SNAP from Sonics launched in 2009… any success on the market?
It seems that this maneuver had exactly the opposite result than expected by the initiator of the legal case. Instead of discouraging potential and actual Arteris customers from adopting or continuing to integrate FlexNoC, the legal move from Sonics made semiconductor makers not only nervous, but also wary… about Sonics. We have to wait for the outcome of the legal battle, but this Marketing/Legal could become a case that you learn in MBA schools, illustrating what a company being late on the market should absolutely avoid to do: try to compensate a lack of technology by moving on the legal field, when you don’t have the right ammunitions…
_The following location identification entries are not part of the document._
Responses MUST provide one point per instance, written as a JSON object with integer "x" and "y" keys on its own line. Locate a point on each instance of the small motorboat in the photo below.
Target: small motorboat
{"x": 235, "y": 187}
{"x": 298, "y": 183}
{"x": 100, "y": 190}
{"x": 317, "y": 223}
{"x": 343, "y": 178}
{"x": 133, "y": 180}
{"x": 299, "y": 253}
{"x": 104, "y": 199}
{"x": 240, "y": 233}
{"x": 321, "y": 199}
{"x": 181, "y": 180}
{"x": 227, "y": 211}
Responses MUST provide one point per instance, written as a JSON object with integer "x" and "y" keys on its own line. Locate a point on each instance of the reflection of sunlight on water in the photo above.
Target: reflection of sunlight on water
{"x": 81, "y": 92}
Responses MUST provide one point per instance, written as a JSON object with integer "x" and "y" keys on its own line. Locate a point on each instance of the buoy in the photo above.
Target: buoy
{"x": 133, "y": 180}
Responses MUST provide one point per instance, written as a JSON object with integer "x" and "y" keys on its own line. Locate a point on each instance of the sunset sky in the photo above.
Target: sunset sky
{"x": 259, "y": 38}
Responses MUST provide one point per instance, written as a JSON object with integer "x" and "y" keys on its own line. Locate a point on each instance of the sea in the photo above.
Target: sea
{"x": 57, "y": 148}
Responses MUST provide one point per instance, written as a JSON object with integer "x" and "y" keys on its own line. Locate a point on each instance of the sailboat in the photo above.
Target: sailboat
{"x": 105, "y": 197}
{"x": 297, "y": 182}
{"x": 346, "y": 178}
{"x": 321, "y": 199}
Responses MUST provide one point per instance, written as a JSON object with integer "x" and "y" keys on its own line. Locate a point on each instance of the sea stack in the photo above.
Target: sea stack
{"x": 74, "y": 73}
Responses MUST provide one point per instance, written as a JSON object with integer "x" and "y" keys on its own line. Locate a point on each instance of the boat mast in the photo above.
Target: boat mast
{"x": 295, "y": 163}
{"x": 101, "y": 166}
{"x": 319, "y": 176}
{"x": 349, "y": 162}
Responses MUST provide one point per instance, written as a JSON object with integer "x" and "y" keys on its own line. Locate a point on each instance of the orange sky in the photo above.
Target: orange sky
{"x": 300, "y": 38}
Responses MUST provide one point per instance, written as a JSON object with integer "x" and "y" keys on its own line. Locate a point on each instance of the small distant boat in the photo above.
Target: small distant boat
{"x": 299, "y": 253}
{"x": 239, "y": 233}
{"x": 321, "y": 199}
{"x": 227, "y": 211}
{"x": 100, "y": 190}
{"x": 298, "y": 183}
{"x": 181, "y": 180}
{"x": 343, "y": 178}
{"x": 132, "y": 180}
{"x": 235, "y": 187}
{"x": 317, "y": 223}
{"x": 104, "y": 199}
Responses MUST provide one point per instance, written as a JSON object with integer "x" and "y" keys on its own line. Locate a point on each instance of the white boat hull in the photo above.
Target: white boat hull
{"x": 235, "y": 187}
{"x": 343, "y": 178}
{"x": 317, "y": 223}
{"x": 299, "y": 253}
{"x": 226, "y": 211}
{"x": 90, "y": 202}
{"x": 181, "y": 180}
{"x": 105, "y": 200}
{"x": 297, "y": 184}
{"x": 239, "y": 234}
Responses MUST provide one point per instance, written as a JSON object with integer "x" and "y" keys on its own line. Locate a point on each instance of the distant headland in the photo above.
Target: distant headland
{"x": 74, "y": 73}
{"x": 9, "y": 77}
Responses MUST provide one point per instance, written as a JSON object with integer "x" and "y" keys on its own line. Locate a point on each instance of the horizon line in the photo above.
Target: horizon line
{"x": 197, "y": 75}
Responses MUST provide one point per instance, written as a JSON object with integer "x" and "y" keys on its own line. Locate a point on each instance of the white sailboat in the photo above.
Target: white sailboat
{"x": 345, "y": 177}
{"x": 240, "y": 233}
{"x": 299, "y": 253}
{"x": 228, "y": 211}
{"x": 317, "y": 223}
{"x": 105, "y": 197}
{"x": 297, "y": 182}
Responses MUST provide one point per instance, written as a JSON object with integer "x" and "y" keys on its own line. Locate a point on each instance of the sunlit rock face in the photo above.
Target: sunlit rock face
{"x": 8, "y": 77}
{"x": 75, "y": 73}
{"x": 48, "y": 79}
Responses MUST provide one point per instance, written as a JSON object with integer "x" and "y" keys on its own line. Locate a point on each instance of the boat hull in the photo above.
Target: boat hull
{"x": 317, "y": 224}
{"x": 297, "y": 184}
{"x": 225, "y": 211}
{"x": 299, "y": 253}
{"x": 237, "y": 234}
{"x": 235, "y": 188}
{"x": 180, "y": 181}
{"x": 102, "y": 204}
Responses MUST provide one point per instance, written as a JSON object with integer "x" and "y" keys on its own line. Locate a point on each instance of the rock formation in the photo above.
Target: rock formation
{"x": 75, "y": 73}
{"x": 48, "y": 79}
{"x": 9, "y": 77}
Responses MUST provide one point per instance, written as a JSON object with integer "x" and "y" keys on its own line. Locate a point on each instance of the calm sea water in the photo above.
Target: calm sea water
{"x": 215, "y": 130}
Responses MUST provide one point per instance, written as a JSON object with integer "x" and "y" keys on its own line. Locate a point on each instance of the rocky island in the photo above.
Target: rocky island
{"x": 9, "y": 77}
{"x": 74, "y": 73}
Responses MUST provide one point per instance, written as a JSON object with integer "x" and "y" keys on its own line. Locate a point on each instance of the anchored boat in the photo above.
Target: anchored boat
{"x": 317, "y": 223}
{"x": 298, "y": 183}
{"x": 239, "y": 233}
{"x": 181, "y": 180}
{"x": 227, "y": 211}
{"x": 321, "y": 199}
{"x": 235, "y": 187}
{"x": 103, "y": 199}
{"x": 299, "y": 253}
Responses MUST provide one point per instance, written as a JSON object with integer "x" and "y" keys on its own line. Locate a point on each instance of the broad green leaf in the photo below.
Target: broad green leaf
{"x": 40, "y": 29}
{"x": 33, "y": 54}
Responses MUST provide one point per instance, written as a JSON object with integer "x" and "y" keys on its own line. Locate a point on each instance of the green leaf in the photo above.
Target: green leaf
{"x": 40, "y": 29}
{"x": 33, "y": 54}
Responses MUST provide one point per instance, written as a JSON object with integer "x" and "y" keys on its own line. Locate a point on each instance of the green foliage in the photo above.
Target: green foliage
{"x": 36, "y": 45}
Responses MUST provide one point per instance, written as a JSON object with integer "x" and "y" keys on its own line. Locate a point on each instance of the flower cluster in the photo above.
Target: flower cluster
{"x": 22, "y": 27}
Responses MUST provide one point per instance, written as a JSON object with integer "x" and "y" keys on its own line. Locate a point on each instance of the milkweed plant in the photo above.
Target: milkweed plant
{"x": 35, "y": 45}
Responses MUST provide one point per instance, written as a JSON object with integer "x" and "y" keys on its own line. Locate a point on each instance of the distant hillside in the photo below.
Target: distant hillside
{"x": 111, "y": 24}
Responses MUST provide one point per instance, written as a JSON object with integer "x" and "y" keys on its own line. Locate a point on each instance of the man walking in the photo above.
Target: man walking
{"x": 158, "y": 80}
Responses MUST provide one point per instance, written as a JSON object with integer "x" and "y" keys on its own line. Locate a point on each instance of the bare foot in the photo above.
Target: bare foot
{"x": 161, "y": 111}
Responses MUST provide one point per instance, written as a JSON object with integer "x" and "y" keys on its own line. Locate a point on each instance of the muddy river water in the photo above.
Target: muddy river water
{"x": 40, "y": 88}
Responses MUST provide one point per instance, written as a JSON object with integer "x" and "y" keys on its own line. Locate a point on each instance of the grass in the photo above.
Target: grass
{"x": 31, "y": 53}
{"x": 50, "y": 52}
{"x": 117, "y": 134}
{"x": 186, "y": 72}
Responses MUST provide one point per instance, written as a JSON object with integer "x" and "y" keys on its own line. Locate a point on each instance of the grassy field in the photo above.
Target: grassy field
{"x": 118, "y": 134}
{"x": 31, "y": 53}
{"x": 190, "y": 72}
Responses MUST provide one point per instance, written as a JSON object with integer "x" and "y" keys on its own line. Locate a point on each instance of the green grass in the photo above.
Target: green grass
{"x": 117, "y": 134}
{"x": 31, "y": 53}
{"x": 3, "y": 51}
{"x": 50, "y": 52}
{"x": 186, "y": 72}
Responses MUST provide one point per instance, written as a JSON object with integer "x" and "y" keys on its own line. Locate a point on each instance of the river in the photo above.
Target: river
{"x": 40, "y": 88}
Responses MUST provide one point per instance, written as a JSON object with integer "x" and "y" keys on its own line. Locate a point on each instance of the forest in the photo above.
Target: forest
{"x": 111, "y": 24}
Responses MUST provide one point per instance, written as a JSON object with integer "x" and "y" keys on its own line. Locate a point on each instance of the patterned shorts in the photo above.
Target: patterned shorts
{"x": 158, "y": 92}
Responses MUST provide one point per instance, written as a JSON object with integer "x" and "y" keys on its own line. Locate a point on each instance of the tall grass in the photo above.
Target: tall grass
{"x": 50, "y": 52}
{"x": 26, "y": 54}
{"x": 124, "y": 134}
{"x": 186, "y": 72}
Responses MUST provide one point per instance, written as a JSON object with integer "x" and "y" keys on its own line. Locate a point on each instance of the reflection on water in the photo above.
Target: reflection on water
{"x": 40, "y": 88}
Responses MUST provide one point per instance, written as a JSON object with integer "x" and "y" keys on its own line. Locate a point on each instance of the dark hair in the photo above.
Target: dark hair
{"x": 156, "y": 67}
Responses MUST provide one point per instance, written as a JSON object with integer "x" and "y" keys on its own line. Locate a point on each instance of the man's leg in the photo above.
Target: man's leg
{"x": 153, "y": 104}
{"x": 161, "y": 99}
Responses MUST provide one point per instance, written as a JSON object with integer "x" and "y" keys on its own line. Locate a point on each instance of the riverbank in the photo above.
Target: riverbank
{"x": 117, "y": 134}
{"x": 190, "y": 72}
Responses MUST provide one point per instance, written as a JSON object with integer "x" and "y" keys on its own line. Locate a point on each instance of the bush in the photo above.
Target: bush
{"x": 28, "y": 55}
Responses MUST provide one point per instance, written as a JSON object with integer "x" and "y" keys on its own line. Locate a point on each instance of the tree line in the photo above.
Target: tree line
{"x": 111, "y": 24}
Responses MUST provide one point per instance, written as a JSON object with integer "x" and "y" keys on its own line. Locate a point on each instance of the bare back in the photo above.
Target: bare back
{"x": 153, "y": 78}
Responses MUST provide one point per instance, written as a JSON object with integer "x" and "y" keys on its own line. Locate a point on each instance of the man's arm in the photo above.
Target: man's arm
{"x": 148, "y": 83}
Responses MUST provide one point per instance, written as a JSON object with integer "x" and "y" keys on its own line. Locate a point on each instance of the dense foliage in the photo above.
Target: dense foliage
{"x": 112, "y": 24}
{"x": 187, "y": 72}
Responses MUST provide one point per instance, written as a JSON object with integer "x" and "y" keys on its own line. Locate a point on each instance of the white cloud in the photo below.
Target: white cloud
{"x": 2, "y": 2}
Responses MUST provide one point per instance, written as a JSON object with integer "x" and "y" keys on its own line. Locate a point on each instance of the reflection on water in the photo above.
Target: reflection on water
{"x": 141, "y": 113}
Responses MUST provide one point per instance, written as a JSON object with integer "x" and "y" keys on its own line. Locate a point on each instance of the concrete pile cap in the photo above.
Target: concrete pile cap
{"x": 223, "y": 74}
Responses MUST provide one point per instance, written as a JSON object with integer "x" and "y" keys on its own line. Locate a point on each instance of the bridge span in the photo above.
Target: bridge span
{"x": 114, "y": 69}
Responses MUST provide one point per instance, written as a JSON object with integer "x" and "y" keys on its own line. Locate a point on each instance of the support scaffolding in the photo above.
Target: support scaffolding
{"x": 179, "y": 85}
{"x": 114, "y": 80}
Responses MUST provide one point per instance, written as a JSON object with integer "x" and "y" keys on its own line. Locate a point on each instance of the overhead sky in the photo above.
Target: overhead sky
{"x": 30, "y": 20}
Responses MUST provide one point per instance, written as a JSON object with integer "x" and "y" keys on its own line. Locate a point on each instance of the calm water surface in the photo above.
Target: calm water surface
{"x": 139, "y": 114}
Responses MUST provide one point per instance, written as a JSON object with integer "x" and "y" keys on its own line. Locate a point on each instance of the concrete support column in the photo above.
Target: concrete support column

In fact, the market is also buzzing about some rumors, which are difficult to verify (that’s almost the definition of a rumor), so please don’t take this as facts… until validated:
- At the end of 2012, Sonics was about to be acquired by a large EDA vendor (think about music, not movie), but the deal was not concluded: did the buyer realized that Sonics was really too late on the NoC battle field?
- Sonics Armenia, where the company has R&D operation, will fire 18 of the 30 employees…
- Sonics is abandoning their China/APAC operations: They are shutting down their Taiwan office and all the employees are now looking for jobs…
- 2 of the 3 marketing people have been laid off…
- Cherry on the cake (except for Sonics employees…): some source says they are in a huge cash crunch, with a few months cash left.
I have found an article posted on September 9, 2011 on Chip Estimate: “On Chip Interconnection IP gains attention” by [email]email@example.com[/email], this extract is very interesting, as it put the light on the key point:
Two major EDA companies focused entirely on the on-chip interconnect IP market are Arteris and Sonics. Each approaches the core-to-core communication problem in a different way.
Arteris replaces traditional on-chip, fixed bus architectures with a packet-based, “network on a chip (NOC)” technology. Instead of point-to-point dedicated wire connections, the company’s NOC approach reuses existing wires. Data is sent as scheduled, layered packets across the same wires.
Sonics also uses NoC technology, but in the past emphasized socket-based instead of packet-based design. The company’s recent SonicsGN (SGN) announcement shifted that emphasis to a router-based network architecture for SoCs.
Amazingly, both Sonics and Arteris representatives have been interviewed by the author, in this article clearly illustrating that Sonics was not selling the right product, but had decided to “shift… to a router-based network architecture for SoCs”.
In fact, you better understand why Sonics sued Arteris: to slow down a competitor, and to sell Sonics SGN into the vacuum created by the lawsuit. Unfortunately, Sonics did not foresee two problems:
- Sonics made big Arteris customers very mad. As a result, these customers started working even more closely with Arteris.
- Sonics has not finished Sonics SGN, so they didn’t have a product to sell into their planned vacuum.
By the way, the two above bullets are pure speculations, and the whole article is “for entertainment purpose only”, the real battle is run on two fronts, the legal (but we still don’t know the outcome) and the market… it seems that the comparison of NoC IP designs win made by the two companies in 2011 and 2012 should be used to identify the winner!